Northeast PA Starting to Feel the Dry Gas Drilling Slowdown

The decision by Chesapeake Energy and other drillers to reduce drilling in dry gas (methane only) areas and instead concentrate on wet gas (natural gas liquids) areas is already having an impact on Pennsylvania’s northeastern counties where drilling last year was extremely active. Rig counts are going down, and with them, the amount of drilling activity goes down. It ultimately impacts the local economy in those areas, as noted in a recent Scranton Times Tribune article.

In January, one of the [northeast PA] region’s largest gas drillers, Chesapeake Energy Corp., announced it would reduce its rig count in the region. Its rig count will go from 75 to 24, drilling fewer new wells and reducing the flow from existing wells. Other companies made similar announcements.

Bradford County has already seen active rigs decline from 27 to 20 as of Feb. 10 as rock-bottom natural-gas prices prodded the company to drive for more lucrative fuels from the earth, such as "wet gas" from western Pennsylvania or oil from other parts of the country, according to Houston, Texas-based Baker Hughes.

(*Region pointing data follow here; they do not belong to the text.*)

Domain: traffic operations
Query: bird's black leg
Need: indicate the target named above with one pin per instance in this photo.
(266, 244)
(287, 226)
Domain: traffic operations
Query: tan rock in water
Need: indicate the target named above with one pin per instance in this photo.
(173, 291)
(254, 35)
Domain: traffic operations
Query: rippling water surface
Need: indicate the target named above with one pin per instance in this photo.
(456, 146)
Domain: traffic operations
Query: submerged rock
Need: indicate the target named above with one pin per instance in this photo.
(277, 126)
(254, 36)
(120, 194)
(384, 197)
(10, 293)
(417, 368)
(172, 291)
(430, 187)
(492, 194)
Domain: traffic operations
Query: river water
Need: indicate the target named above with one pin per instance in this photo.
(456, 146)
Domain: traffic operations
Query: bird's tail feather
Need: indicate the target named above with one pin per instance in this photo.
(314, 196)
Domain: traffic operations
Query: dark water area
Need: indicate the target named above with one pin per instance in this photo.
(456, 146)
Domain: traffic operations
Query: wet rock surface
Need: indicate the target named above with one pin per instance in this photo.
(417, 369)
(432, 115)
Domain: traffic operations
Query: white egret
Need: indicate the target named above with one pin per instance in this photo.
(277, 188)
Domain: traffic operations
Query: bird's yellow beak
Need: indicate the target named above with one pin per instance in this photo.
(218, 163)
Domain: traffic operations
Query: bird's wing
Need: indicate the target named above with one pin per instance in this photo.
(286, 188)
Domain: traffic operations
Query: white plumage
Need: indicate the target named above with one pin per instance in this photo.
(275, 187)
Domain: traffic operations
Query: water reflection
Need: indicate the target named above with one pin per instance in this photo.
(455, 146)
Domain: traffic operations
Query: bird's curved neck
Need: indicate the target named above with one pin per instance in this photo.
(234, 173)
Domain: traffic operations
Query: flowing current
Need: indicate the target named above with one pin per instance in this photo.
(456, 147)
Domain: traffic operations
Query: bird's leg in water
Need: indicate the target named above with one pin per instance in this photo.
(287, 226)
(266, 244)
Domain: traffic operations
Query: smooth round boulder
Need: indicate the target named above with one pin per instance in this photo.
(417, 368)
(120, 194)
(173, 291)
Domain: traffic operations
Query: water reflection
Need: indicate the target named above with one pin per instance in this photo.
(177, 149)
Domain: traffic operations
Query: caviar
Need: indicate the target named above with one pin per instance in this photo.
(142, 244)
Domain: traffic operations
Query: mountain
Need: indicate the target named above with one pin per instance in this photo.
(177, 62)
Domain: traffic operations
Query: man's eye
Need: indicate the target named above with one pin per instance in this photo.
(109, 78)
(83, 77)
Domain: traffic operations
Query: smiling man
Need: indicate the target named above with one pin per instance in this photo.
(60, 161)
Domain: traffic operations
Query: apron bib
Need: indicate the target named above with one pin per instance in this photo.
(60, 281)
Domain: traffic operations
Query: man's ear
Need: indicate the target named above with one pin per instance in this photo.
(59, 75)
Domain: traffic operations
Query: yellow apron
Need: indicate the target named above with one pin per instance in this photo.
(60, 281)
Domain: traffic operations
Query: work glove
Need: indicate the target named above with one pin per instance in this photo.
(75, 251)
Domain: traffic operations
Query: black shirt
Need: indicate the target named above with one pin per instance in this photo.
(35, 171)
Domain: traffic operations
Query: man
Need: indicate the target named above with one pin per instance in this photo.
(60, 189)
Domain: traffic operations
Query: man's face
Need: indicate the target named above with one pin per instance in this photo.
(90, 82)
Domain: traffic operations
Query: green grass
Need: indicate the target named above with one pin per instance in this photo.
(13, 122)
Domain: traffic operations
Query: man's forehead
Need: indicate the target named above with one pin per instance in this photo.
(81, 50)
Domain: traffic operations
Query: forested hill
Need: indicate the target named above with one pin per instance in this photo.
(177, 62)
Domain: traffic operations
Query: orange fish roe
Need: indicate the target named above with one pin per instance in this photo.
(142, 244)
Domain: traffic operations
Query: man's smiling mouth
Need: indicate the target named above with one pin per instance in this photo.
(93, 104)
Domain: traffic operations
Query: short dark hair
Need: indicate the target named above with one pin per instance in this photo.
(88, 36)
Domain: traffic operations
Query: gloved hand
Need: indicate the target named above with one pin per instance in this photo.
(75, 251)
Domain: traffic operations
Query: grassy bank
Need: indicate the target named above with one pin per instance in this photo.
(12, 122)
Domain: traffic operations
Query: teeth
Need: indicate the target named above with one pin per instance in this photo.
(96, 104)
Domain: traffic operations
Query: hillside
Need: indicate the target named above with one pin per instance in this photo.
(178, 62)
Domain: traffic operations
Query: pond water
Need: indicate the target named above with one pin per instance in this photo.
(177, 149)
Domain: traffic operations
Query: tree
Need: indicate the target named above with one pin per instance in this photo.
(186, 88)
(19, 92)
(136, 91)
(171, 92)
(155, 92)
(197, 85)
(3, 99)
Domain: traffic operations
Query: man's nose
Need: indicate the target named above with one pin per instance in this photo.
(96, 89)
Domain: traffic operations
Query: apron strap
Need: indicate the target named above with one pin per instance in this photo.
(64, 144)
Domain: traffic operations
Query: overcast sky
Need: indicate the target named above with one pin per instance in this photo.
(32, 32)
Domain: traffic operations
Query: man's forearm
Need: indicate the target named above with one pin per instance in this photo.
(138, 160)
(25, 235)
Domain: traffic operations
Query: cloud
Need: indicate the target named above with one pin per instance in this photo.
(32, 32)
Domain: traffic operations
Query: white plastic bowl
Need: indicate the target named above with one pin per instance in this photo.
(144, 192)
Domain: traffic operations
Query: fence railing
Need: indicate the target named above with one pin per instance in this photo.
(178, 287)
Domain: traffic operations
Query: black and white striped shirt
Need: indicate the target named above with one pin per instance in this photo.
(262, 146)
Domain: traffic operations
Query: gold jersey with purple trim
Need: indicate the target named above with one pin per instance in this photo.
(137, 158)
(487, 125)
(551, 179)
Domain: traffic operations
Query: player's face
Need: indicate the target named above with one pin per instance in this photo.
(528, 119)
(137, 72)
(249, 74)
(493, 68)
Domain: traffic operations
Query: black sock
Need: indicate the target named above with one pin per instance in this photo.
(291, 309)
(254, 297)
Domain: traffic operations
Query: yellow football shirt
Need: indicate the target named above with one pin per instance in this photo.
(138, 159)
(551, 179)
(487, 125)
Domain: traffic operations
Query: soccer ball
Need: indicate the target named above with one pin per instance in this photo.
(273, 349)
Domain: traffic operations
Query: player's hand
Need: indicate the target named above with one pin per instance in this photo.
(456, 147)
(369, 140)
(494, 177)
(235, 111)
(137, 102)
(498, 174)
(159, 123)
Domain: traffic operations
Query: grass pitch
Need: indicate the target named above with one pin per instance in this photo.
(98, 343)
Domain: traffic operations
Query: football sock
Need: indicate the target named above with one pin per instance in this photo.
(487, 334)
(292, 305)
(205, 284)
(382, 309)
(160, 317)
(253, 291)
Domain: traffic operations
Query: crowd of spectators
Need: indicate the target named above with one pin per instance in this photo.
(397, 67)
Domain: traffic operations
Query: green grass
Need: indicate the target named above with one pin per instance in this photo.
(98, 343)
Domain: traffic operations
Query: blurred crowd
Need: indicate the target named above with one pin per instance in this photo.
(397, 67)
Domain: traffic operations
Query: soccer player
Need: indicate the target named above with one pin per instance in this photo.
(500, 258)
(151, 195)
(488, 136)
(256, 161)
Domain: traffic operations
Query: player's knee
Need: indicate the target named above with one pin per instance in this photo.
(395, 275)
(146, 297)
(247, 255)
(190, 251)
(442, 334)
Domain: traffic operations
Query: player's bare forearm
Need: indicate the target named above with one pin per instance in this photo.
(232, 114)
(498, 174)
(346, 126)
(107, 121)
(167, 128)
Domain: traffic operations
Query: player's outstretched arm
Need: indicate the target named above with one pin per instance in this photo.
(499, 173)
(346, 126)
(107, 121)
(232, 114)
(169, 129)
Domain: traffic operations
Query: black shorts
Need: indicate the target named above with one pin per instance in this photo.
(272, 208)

Economic activity is tied closely to rig count, said Anthony J. Ventello, executive director of the Progress Authority, which handles economic development for Bradford and Susquehanna counties.

"As goes the rig count, so goes the economy," Mr. Ventello said, noting that a rig has an economic impact not unlike that of an itinerant factory. "As an industry, natural gas is not going away, but we are in a slowdown that will have an effect on the economy."

"The pace won’t return to what it was until we see stronger natural gas prices and that’s not happening anytime soon," said Steven Schork, of the Schork Report, an energy markets newsletter. "We are in a long-term structural down market that’s going to last at least two more years."(1)

Why is it happening? Simple economics. Too much supply and not enough demand equal record low gas prices.

Throughout the country, more domestic natural gas resources were developed – not just the Marcellus Shale, but also the Haynesville, the Utica, the Barnett, and others which combined hold a century’s worth of natural gas. As those wells were brought on line, the system was loaded with gas, driving down the price.

Pennsylvania Marcellus Shale wells reached a production milestone of 1 trillion cubic feet last year. Data released last week showed 2,210 of the commonwealth’s shale wells were tied into pipelines and producing gas – a 35 percent increase in the number of producing wells since the first half of 2011 that helped account for a 40 percent jump in production.

Add to that an unseasonably warm winter that has kept natural gas storage levels high, a surplus promising to cushion the price of gas through 2012.

As recently as last week, natural gas futures were trading at $2.69 per million BTU, less than half the price it was as recently as September 2008 and far below the $5 to $7 level that many say is the average price required in North America to produce shale gas economically.(1)

It also means landowners who were anticipating royalty checks will have to wait.

For people with natural gas leases but no well or royalty money, the slowdown means the extra cash will have to wait, said Trevor Walczak, of Greenfield Twp., president of the Pennsylvania chapter of the National Association of Royalty Owners. The announcement put a damper on the excitement and expectation of leaseholders.

"For them, this means more waiting," he said. "Some people were counting on it."

The natural gas companies say with wellhead prices so low, royalty owners may benefit from the slowdown in the long term. Royalties are based on a percentage of the well head price, so higher priced gas translates into higher royalty payments.

"We will be essentially storing or deferring their production until they can be sold into a higher-priced market," Chesapeake’s [Brian] Grove said. "Chesapeake’s financial interests are completely aligned with royalty owners."

While some people may prefer to wait, others have been counting on the royalty income, Mr. Walczak said.

"Some people are happy to sit on the resources, others don’t care what the price is, the royalties can’t come soon enough," he said.(1)

Is all lost? Was it really just an economic mirage? Would we have been better off never having started down this road? Of course not. The current slowdown may go on for a year or two, but no one can predict the future of natural gas prices. Natural gas prices will bounce back in time, and when they do, so will drilling in dry gas areas.

Trying to predict the future price of natural gas — which, unlike oil, is less beholden to global conditions — can be a futile exercise, said Kajal Lahiri, a University at Albany economics professor.

"People are saying natural gas prices are falling, but these are very temporal things," Lahiri said. "Two years down the road you could see it shooting up. It’s a function of a lot of different factors, like demand."(2)

(1)The Scranton Times Tribune (Feb 19, 2012) – As gas drilling boom slows, worry sets in

(2)Binghamton Press & Sun-Bulletin (Feb 19, 2012) – Has New York missed the hydrofracking boom?